Une pâte pour gardons.

— Prendre de la mie de pain légèrement imbibée d’eau. Ajouter autant de carotte râpée, deux cuillerées d’huile de chènevis, un peu de miel et une noix de beurre. Mettre ensuite de la farine en quantité suffisante pour constituer une pâte ferme ; bien malaxer pour que le mélange soit bien homogène. Cet appât est irrésistible, paraît-il ; c’est du moins l’avis d’un pêcheur de gardons réputé qui nous a livré cette recette.

La truite arc-en-ciel.

— La truite arc-en-ciel est un poisson d’eau douce originaire de la Californie, qui varie un peu par la couleur ; elle est nommée arc-en-ciel à cause de la riche coloration de ses fines et jolies écailles ; par le soleil, quand elle saute, ou nage à fleur d’eau, elle présente à peu près les couleurs de l’arc-en-ciel ; c’est-à-dire un mélange de violet, d’indigo, de bleu, de vert, de fauve, d’orange.
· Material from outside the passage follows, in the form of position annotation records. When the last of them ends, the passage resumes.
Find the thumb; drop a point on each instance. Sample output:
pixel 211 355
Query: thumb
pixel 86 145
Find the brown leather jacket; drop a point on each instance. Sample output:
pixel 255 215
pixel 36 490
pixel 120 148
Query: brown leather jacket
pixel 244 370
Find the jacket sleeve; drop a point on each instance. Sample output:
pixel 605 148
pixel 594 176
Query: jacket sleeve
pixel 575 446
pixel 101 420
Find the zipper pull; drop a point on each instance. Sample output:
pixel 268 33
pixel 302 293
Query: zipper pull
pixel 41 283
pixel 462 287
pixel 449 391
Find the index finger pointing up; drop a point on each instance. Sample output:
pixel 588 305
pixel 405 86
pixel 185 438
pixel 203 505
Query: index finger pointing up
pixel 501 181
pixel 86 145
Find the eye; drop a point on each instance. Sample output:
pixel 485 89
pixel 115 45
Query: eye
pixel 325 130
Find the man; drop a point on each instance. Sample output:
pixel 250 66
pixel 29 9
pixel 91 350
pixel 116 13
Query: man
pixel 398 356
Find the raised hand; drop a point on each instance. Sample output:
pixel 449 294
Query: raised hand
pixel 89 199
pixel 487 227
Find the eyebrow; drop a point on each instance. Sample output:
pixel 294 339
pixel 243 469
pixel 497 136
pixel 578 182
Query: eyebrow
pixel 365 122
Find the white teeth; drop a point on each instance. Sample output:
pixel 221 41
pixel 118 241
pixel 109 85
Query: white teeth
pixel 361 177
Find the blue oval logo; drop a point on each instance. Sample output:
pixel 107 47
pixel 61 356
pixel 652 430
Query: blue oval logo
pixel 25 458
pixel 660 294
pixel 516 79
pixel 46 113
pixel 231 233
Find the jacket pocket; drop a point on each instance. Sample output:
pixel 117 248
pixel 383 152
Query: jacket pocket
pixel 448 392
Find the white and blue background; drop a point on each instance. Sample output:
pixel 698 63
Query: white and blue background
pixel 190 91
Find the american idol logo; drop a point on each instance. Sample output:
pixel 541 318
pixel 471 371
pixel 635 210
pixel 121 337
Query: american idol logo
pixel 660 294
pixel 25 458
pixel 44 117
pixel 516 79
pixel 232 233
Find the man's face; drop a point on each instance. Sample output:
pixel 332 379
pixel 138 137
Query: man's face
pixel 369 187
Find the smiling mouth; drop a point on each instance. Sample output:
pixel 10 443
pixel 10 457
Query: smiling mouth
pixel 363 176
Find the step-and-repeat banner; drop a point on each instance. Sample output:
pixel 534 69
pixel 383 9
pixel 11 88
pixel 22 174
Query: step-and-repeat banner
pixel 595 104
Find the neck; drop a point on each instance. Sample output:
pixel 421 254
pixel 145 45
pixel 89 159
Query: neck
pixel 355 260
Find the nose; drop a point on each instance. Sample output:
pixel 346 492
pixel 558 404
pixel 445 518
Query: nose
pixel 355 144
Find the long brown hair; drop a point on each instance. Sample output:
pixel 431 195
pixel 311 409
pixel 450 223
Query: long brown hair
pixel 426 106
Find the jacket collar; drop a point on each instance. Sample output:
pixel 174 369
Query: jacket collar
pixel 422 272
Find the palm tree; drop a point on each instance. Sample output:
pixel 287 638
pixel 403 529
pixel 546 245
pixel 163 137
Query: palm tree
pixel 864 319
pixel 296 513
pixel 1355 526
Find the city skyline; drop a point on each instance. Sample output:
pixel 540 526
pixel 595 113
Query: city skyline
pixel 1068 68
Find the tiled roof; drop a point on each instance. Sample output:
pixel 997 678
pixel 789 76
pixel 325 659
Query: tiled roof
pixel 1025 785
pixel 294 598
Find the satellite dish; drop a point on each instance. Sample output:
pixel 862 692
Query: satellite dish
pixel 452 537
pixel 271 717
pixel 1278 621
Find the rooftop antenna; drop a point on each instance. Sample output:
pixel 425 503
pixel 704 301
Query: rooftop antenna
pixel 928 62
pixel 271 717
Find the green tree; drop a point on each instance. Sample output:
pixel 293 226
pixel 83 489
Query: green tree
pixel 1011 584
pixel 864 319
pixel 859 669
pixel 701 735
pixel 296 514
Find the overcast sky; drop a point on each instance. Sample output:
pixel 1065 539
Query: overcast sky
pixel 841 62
La pisciculture a multiplié ce poisson qui ressemble beaucoup comme conformation à la truite franche ; l’arc-en-ciel a la tête courte et arrondie, l’ouverture de la bouche grande et le bec obtus ; le corps épais est un peu allongé et terminé par une queue large ; les mâchoires n’ont qu’un simple rang de dents, mais il y en a sur le palais.

Cette truite se nourrit de petits mollusques aquatiques, d’insectes, de petits poissons, elle affectionne tout particulièrement le vairon. Elle se plaît dans les rivières et y supporte même des eaux légèrement polluées, mais elles nuisent à son accroissement. Nous en avons vu vivre dans des eaux résiduaires chargées légèrement de matières organiques, alors qu’il faut à la truite ordinaire des eaux vives, limpides et pures ; elle vient bien dans les étangs alimentés d’eau par des sources.

Elle grandit rapidement dans les eaux où elle trouve sa nourriture ; elle s’y reproduit quand elle trouve des frayères à sa convenance.

L’introduction de truites arc-en-ciel dans les eaux douces où il existe des truites franches est abusive, car la truite arc-en-ciel est tellement carnassière et vorace qu’elle dévore non seulement les œufs du frai de sa congénère, mais même ses alevins. La chair de la truite arc-en-ciel est ferme, un peu dure, facile à digérer et d’un goût exquis.

Pour bien amorcer.

— Il faut placer le pain de chènevis au fond de l’eau, à l’endroit exact que l’on a choisi. Pour éviter que cette amorce ne soit emportée par le courant, il faut la descendre dans l’eau avec un fil. Pour pouvoir ensuite retirer celui-ci, voici comment il faut procéder : percer le pain, y passer le fil et au bout attacher un morceau de sucre, descendre le pain au fond de l’eau ; quand le sucre aura fondu, le fil sera libéré et il n’y aura plus qu’à le retirer.